Karolina Pliskova (22. WTA) bardzo dobrze radzi sobie na tegorocznej edycji US Open. Amerykanie uznali ją za "czarnego konia" tych rozgrywek. Po drodze pokonała już między innymi Magdę Linette (73. WTA) i Marie Bouzkovą (41. WTA). W poniedziałek w walce o ćwierćfinał zmierzyła się z Victorią Azarenką (26. WTA).
Czeszka w świetnym stylu rozpoczęła pierwszego seta. Białorusinka początkowo nie radziła sobie z rywalką i Pliskova szybko wyszła na prowadzenie 3:0. W dalszej części meczu Azarenka zaczęła grać lepiej i zdołała dogonić rywalkę. Do końca pierwszego seta mecz był już bardzo wyrównany i ostatecznie Pliskova wygrała go 7:5. Na początku drugiego seta lepsza wrażenie sprawiała Azarenka. Po czterech gemach prowadziła 3:1, ale Czeszka zdołała ją dogonić. Po zaciętej walce druga partia wpadła na konto Białorusinki, która wygrała ją 7:6.
Do rozstrzygnięcia rywalizacji potrzebny był trzeci set. W nim zdecydowanie lepiej prezentowała się Pliskova. Choć po pięciu gemach prowadziła tylko 3:2, później jej rywalka kompletnie opadła z sił i popełniała wiele niewymuszonych błędów. Ostatecznie Pliskova wygrała decydującą partię 6:2 i cały mecz 2:1 (7:5, 6:7, 6:2).

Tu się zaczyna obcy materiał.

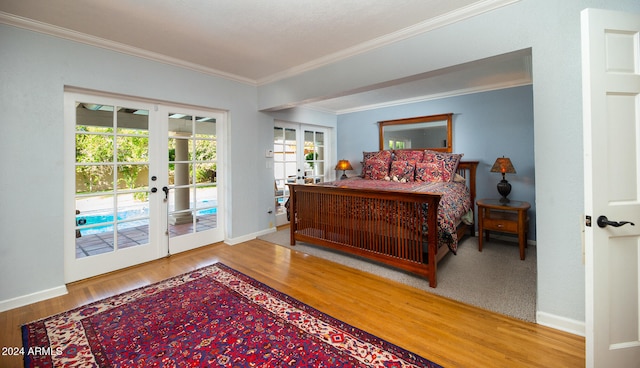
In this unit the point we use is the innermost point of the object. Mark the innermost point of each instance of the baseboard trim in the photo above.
(569, 325)
(23, 300)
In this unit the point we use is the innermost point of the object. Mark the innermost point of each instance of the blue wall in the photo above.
(486, 125)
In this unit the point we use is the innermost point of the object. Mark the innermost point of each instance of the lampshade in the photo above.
(503, 165)
(344, 165)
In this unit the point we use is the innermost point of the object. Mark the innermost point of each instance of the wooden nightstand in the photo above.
(511, 217)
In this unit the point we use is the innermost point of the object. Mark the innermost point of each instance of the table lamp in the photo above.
(503, 165)
(343, 165)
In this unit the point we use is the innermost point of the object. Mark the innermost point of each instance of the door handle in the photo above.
(603, 221)
(166, 192)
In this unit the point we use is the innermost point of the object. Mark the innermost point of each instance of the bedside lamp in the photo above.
(343, 165)
(503, 165)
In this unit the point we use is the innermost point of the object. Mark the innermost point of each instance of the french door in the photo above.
(301, 155)
(142, 183)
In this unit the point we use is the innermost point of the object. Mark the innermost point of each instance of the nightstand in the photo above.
(511, 217)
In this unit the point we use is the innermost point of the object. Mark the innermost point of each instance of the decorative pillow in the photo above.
(430, 172)
(402, 170)
(375, 169)
(457, 178)
(409, 155)
(449, 162)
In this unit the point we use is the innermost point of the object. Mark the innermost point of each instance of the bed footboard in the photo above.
(384, 226)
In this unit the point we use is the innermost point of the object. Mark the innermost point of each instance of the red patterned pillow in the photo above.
(430, 172)
(447, 161)
(375, 169)
(402, 170)
(380, 155)
(409, 155)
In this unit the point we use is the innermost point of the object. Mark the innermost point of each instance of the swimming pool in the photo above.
(104, 222)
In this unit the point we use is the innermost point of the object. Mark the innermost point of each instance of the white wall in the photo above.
(34, 69)
(551, 29)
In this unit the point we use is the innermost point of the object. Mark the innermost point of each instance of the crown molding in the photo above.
(435, 96)
(426, 26)
(60, 32)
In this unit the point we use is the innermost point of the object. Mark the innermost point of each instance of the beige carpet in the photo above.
(494, 279)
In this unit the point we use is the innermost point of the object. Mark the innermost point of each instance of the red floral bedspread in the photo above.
(454, 203)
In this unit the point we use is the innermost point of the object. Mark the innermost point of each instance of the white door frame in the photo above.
(158, 246)
(611, 109)
(329, 173)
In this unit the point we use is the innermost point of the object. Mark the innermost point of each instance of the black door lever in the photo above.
(603, 221)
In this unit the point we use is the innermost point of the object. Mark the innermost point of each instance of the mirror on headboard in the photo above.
(432, 132)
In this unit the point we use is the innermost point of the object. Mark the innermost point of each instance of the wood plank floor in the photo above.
(444, 331)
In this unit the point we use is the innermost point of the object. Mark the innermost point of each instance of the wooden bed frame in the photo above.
(358, 221)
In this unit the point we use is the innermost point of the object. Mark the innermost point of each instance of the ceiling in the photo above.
(258, 41)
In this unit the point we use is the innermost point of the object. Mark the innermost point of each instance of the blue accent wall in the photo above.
(486, 126)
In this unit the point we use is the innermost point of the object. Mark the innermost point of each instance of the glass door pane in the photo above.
(314, 156)
(193, 194)
(285, 164)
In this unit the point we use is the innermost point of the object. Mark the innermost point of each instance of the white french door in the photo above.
(611, 98)
(141, 184)
(194, 157)
(301, 155)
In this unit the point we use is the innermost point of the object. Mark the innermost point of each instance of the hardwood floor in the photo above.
(444, 331)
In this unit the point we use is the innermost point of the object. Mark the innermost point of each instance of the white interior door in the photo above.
(194, 208)
(611, 79)
(144, 182)
(112, 216)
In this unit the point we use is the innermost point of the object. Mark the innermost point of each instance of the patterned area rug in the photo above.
(214, 316)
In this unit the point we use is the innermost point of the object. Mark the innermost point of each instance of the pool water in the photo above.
(126, 219)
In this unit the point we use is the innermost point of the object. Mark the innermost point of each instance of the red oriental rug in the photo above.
(214, 316)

Po meczu Amerykanie bardzo chwalili Czeszkę za występ. Zwrócili uwagę, że popełniła niewielką liczbę niewymuszonych błędów oraz zdobyła 85 procent punktów z pierwszego serwu. W ćwierćfinale Pliskova zmierzy się z Aryną Sabalenką (6. WTA), która w poprzednim etapie pokonała 3:6, 6:3, 6:2 Danielle Collins (19. WTA). Spotkanie zaplanowane jest na środę o 18:00.
Więcej tego rodzaju treści znajdziesz na stronie głównej Gazeta.pl
Do ćwierćfinału US Open awansowała także Iga Świątek (1. WTA). W 1/8 finału Polka miała problemy z Jule Niemeier (108. WTA), ale ostatecznie pokonała rywalkę 2:6, 6:4, 6:0. Teraz czeka ją starcie z Jessicą Pegulą (8. WTA). Mecz zaplanowany jest na środę o 18:00.